Rename the result of an average aggregation.
query.window(TumblingWindow.of(EventTime.eventTime("timestamp"),
TimeMeasure.seconds(10))
.apply(Aggregation.average("value").as("mean_value"));
Join Operator
The join operator joins tuples coming from two event streams. To define a join operator, we need two queries, a field name from each stream to join for predicate evaluation, and a window definition.
Example
Join q1 and q2 on a condition where the station_id
in the bus
stream is the same as the station_id
in the metro
stream and both fall within the same 10 seconds tumbling window.

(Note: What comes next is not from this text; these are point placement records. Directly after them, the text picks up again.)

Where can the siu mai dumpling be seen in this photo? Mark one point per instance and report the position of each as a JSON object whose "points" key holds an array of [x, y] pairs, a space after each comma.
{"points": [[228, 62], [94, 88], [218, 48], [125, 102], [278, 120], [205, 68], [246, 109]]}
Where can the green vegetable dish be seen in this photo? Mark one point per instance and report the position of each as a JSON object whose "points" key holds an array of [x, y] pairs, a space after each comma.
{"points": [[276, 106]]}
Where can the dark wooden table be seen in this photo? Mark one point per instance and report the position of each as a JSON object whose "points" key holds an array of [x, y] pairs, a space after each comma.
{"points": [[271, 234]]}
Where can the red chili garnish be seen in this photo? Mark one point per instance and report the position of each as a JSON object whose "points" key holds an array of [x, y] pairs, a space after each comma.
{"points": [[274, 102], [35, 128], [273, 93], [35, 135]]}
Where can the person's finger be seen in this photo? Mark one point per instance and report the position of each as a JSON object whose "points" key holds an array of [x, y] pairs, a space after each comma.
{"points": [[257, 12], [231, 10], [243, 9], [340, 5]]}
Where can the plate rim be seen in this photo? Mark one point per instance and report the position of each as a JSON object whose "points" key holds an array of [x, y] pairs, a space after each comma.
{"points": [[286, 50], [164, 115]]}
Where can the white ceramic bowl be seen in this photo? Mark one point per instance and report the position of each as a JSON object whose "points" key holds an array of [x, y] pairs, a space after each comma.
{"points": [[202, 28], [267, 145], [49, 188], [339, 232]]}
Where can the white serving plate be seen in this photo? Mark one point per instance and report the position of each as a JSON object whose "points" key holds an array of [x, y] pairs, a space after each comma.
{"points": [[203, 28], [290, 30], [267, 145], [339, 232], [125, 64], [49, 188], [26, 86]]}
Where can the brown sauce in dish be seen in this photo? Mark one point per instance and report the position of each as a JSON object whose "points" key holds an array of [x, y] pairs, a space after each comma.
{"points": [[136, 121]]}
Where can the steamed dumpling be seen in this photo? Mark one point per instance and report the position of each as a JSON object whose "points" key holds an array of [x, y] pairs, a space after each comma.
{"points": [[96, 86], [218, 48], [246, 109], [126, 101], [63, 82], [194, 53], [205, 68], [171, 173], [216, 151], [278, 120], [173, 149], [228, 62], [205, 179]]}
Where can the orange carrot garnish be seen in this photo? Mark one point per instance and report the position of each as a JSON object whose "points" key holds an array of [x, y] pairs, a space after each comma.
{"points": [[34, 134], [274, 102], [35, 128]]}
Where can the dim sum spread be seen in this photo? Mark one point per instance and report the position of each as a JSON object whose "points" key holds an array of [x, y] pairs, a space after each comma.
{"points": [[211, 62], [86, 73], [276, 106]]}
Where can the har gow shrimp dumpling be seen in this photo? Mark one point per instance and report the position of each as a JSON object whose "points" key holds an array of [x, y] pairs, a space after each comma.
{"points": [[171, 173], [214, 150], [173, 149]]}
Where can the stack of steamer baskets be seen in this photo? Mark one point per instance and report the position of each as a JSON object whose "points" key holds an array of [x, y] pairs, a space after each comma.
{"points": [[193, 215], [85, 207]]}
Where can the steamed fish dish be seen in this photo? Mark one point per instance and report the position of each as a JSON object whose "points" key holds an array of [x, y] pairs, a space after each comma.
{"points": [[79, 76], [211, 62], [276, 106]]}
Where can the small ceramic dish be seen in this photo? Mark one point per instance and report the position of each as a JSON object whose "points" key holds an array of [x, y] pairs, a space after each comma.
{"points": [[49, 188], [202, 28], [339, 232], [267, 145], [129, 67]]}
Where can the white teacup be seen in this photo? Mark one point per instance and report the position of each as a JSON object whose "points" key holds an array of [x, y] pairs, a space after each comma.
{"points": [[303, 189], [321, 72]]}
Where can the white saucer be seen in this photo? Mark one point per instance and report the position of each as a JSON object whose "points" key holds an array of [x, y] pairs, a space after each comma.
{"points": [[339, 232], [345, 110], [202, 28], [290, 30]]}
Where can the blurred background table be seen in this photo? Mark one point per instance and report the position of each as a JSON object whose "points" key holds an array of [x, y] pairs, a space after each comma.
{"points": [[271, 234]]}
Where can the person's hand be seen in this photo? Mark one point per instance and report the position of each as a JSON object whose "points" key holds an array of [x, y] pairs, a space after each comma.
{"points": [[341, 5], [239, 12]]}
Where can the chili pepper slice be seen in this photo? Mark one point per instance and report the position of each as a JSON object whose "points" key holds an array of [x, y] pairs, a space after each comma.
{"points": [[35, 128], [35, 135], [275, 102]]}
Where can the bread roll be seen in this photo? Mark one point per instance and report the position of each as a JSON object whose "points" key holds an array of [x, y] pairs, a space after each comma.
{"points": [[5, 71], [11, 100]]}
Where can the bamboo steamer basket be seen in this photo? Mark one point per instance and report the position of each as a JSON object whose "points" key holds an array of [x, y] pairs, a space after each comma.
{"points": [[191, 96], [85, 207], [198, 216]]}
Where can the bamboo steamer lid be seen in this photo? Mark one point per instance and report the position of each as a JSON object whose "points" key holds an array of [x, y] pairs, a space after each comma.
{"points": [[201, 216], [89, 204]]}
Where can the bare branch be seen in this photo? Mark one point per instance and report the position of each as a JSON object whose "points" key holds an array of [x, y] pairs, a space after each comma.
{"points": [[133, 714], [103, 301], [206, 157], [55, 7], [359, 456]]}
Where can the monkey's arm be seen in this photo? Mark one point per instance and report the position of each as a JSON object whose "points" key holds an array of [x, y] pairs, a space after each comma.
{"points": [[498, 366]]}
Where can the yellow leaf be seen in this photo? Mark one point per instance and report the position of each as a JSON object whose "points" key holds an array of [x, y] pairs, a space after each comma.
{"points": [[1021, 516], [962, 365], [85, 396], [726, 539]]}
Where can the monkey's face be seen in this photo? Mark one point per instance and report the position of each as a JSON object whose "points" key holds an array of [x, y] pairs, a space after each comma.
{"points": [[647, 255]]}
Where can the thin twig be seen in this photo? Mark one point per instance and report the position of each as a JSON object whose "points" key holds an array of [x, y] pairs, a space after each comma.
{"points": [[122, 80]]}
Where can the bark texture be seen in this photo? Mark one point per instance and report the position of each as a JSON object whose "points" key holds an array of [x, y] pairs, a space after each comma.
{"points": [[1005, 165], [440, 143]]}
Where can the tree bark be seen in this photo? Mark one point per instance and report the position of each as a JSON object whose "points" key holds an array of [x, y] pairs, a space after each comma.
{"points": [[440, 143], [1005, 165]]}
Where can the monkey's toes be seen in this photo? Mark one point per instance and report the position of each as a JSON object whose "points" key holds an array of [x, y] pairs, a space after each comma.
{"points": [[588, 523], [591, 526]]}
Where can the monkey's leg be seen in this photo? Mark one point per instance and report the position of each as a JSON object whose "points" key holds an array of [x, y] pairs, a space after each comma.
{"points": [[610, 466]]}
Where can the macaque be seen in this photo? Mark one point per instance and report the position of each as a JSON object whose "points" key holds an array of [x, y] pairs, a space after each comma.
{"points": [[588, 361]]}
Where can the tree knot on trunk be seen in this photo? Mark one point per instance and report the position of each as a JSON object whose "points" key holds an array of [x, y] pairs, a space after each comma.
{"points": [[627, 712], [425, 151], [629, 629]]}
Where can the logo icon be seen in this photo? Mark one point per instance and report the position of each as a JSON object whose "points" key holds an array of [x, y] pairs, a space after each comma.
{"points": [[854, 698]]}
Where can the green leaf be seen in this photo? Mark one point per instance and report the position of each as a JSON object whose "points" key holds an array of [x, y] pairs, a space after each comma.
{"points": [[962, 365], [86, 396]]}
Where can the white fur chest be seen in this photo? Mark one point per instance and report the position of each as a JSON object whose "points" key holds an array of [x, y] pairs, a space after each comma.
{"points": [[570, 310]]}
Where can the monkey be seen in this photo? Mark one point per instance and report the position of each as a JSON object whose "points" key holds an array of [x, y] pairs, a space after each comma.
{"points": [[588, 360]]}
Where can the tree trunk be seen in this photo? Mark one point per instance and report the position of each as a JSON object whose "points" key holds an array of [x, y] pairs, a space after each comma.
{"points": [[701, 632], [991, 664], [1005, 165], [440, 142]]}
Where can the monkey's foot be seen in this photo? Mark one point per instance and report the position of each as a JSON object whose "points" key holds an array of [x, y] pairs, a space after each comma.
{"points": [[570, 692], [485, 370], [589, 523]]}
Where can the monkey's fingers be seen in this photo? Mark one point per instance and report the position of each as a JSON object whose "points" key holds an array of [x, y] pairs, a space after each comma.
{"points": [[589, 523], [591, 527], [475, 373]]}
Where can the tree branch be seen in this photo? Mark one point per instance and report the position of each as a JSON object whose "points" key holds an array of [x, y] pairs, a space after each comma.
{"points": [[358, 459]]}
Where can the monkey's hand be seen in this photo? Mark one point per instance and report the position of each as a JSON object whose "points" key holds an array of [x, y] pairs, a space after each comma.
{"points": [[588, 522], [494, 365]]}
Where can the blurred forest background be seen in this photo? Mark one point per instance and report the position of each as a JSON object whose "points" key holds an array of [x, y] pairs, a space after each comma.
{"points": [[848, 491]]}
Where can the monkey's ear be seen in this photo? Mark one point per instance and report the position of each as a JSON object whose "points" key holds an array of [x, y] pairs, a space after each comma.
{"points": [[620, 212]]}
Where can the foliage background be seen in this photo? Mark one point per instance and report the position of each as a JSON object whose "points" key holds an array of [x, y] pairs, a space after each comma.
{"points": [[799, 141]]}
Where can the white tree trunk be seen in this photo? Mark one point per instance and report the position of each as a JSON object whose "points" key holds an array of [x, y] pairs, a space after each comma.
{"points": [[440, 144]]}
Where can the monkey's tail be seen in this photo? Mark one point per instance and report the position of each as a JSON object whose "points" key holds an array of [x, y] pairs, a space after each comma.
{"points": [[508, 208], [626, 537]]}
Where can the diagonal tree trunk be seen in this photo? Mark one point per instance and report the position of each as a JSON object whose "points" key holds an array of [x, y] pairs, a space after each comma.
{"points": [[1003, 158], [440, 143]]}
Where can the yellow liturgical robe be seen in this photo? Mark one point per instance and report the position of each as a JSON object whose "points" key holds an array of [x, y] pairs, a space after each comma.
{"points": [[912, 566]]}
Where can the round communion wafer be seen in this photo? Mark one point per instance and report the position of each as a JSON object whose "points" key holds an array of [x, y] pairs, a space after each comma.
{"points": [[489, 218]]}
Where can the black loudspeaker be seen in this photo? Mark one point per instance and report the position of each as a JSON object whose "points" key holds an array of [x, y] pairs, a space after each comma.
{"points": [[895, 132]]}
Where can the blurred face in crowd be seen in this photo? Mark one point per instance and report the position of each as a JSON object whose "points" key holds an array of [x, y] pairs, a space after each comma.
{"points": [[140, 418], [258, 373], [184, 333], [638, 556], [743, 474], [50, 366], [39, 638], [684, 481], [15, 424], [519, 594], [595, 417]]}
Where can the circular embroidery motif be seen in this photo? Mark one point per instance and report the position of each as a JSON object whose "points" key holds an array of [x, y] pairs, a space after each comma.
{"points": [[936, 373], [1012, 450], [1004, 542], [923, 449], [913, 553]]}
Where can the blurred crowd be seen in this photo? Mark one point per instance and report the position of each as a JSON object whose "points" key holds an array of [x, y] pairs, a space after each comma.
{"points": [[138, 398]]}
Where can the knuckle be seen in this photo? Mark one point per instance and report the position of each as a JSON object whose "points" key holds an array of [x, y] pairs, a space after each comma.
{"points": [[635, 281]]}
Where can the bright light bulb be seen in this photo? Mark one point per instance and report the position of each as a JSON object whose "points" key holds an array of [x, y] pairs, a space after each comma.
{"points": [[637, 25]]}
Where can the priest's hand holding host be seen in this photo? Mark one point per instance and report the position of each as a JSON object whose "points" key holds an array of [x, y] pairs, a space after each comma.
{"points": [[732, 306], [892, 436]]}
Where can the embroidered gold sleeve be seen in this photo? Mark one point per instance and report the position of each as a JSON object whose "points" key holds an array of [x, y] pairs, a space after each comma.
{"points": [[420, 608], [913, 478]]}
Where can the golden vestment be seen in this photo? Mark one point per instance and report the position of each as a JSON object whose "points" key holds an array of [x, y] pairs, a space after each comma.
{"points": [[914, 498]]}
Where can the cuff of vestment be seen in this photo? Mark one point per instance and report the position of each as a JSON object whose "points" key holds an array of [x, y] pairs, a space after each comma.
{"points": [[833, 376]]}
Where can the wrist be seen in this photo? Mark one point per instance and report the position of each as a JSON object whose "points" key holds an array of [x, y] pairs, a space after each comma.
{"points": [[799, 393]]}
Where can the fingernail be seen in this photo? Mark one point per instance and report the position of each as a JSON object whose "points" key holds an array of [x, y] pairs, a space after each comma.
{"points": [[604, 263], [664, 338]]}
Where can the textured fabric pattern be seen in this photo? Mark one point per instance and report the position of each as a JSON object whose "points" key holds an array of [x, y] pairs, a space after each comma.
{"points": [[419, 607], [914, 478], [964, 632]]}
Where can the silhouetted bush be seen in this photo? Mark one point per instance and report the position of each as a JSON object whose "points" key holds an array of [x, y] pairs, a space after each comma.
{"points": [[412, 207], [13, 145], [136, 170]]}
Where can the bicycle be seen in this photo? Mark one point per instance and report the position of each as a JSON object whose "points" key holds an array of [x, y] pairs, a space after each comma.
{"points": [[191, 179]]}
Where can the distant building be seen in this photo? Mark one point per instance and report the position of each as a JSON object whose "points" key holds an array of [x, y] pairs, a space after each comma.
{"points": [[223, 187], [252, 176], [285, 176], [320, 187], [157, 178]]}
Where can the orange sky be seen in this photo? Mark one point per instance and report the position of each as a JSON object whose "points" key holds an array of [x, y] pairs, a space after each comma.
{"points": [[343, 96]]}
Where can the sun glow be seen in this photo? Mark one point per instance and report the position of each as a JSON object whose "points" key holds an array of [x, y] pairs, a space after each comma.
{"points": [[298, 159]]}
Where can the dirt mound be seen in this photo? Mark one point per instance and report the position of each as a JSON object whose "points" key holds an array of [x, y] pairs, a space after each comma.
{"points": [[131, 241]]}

NebulaStreamRuntime runtime = NebulaStreamRuntime.getInstance();
Query q1 = runtime.readFromSource("bus");
Query q2 = runtime.readFromSource("metro");
q1.joinWith(q2)
.where("station_id")
.equalsTo("station_id")
.window(TumblingWindow.of(EventTime.eventTime("timestamp"),
TimeMeasure.seconds(10)));
Union Operator
The union operator merges two streams into a single stream. In this case, both streams need to have the same schema. Similar to join, the union operator in the Java client needs a second query as a parameter.
Example
NebulaStreamRuntime runtime = NebulaStreamRuntime.getInstance();
Query q1 = runtime.readFromSource("bus");
Query q2 = runtime.readFromSource("metro");
q1.unionWith(q2);
TensorFlow inference
The inferModel operator executes a TensorFlow Lite model for each tuple in the input stream and appends the result to the tuple in the output stream.
💡 At the moment, the data type of the TensorFlow Lite model output has to be explicitly specified and it has to be FLOAT32
.
💡 At the moment, the name of the TensorFlow lite model has to be a valid path on the coordinator and the worker.
Example
The following example loads a TensorFlow Lite model from a classpath resource and applies it to the fields f1
, f2
, f3
, and f4
of the input stream.
The output of the model is stored in the fields iris0
, iris1
, iris2
, which are appended to the tuples in the output stream.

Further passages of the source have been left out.